TPLO (tibial plateau levelling osteotomy) has a strong track record. A review of outcomes published in Veterinary Medicine: Research and Reports found 93% owner satisfaction, and dogs who’d had the procedure achieved limb function that was basically indistinguishable from healthy dogs within a year. Those are good odds.
But (and this is the bit your dog won’t understand) all of that depends on what happens during recovery. The tibial bone takes a minimum of eight weeks to heal. One badly timed leap off the deck, one overzealous sprint after a magpie, and the whole repair can fail. Colorado State University’s veterinary orthopaedic team doesn’t mince words: premature or uncontrolled activity risks partial or complete failure of the surgical repair.
So why not just crate them for eight weeks and call it done?
Because muscles waste fast.
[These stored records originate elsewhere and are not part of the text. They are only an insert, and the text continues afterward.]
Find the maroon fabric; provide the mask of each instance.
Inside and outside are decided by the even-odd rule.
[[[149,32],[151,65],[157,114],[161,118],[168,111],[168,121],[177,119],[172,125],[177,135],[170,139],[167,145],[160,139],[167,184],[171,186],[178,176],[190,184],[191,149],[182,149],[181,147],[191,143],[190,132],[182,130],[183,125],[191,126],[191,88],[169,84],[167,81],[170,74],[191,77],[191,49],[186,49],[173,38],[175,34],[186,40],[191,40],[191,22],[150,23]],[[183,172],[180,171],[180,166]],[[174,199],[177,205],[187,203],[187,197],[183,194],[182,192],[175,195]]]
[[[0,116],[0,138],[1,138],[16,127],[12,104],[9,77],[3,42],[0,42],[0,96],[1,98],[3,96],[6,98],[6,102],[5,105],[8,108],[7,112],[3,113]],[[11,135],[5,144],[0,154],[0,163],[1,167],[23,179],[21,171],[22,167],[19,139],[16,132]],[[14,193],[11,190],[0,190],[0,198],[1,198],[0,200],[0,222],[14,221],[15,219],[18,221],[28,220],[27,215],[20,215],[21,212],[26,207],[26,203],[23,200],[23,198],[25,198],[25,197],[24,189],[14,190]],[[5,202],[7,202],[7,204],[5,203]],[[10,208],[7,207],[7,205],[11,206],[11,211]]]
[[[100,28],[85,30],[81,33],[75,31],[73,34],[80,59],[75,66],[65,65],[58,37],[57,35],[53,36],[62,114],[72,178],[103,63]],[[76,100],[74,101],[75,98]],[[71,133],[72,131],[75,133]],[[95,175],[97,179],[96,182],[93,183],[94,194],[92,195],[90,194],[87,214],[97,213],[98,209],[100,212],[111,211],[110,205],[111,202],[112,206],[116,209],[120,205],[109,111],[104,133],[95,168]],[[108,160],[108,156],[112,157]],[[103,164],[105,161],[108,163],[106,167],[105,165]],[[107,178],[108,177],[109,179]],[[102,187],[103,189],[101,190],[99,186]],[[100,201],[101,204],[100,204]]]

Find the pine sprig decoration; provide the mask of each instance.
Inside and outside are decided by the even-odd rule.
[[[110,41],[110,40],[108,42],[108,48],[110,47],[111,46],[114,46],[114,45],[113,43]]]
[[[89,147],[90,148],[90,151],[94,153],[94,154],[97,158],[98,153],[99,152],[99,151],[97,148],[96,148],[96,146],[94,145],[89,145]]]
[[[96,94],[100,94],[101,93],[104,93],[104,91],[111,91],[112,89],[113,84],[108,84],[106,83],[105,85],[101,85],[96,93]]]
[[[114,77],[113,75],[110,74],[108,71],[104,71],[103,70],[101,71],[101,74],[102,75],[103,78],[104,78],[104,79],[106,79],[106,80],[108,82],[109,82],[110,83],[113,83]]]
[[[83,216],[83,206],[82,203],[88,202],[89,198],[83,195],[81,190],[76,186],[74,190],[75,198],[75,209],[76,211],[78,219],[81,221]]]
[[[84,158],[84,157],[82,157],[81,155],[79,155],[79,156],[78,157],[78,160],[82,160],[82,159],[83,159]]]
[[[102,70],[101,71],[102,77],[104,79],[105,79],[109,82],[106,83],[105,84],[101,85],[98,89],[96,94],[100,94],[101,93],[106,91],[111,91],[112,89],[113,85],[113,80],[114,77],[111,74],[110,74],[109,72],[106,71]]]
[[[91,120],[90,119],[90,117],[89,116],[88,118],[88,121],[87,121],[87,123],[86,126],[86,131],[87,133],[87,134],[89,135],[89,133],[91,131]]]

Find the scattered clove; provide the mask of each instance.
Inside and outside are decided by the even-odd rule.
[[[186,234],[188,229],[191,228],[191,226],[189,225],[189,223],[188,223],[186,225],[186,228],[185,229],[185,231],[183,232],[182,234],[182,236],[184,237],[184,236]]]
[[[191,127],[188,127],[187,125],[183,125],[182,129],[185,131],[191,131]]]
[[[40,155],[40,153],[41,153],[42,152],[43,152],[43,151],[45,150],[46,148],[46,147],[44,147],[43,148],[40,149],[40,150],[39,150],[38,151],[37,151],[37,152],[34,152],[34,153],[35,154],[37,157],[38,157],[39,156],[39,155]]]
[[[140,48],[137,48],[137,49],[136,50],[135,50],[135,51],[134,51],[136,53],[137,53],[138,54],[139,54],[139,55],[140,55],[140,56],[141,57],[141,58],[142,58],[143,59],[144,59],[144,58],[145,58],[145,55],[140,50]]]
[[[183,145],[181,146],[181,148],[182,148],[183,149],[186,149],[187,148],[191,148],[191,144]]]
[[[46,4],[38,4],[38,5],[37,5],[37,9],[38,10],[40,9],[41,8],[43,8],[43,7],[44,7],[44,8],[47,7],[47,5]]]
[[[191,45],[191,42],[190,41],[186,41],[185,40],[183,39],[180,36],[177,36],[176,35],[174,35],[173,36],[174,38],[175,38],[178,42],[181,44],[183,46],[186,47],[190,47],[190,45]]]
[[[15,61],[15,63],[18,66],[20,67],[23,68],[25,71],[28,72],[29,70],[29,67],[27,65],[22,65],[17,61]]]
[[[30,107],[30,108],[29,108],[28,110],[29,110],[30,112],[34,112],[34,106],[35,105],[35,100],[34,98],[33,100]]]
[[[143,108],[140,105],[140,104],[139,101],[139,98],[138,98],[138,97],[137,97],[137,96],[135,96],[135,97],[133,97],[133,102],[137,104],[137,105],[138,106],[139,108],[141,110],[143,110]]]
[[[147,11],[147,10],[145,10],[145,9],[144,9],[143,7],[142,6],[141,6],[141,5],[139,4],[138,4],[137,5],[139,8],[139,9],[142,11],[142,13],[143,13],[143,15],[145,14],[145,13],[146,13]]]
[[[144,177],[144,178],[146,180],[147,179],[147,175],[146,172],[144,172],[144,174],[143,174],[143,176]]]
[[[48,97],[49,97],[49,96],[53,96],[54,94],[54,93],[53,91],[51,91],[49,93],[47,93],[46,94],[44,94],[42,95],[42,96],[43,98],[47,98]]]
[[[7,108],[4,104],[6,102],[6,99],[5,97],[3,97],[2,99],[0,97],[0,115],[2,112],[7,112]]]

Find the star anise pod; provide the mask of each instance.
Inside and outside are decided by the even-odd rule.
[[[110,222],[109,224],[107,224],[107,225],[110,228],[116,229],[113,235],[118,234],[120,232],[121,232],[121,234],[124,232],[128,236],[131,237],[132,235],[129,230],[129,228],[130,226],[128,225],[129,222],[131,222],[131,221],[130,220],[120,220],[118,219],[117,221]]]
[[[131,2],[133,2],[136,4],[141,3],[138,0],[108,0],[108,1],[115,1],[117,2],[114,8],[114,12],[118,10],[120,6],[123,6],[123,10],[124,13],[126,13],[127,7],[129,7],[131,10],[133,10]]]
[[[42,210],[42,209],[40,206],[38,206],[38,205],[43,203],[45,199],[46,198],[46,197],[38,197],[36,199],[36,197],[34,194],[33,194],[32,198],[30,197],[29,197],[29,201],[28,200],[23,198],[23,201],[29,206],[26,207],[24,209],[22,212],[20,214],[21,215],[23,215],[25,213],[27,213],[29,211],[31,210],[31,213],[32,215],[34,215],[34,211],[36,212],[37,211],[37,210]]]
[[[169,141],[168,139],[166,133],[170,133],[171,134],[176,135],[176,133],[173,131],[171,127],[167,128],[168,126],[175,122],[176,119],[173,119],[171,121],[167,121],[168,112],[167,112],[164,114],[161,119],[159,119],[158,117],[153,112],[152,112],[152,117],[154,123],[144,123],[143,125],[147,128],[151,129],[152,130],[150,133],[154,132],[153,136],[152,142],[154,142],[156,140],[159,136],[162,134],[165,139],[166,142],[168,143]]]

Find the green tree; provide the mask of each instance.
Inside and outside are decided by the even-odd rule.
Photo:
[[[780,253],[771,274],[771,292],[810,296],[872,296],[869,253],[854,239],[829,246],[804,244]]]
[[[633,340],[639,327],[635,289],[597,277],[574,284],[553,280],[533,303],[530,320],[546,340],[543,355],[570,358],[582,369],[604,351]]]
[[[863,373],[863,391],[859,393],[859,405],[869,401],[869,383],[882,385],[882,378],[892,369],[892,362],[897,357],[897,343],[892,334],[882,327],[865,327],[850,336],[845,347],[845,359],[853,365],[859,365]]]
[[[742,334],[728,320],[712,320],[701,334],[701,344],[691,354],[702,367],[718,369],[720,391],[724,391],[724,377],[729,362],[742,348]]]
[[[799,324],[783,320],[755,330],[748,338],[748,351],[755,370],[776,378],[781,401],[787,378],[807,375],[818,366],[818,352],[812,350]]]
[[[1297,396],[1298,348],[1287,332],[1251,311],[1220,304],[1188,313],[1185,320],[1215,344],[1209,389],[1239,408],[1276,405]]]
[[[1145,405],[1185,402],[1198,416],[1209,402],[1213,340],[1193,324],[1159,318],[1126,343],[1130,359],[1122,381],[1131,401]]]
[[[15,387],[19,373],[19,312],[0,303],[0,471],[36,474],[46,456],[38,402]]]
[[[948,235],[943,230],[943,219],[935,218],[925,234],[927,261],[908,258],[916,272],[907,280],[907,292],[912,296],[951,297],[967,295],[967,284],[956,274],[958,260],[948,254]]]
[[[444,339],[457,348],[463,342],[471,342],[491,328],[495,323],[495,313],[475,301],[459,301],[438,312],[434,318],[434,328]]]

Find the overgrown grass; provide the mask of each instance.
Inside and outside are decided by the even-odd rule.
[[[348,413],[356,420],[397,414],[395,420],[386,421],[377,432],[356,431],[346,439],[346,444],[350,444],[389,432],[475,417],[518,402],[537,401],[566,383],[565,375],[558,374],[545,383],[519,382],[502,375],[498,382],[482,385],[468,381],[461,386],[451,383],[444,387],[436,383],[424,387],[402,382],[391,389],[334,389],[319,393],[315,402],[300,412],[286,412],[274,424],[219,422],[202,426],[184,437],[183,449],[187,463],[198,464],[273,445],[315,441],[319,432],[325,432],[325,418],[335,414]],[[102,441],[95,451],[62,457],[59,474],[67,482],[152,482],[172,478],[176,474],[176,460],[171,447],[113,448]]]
The quadriceps and hamstrings that support your dog’s knee will weaken significantly without use, and a 2022 systematic review in Veterinary Surgery looking at 19 separate studies confirmed that dogs who received structured rehab had better range of motion, stronger weight-bearing, and got back on their feet sooner than dogs stuck on crate rest alone. Doing nothing isn’t just boring for your dog. It actually slows them down.
What you’re aiming for is the middle ground: enough movement to support healing, not so much that you risk the repair.
The first fortnight: less is genuinely more
Weeks one and two are not about fitness. They’re about pain management and preventing the joint from seizing up.
Take your dog out on a lead for toilet breaks. Five minutes, flat ground, slow pace, three or four times a day. That’s it. These aren’t walks in any meaningful sense. You’re just getting them outside, letting them do their business, and bringing them back in. If they try to pull or pick up speed, shorten the lead.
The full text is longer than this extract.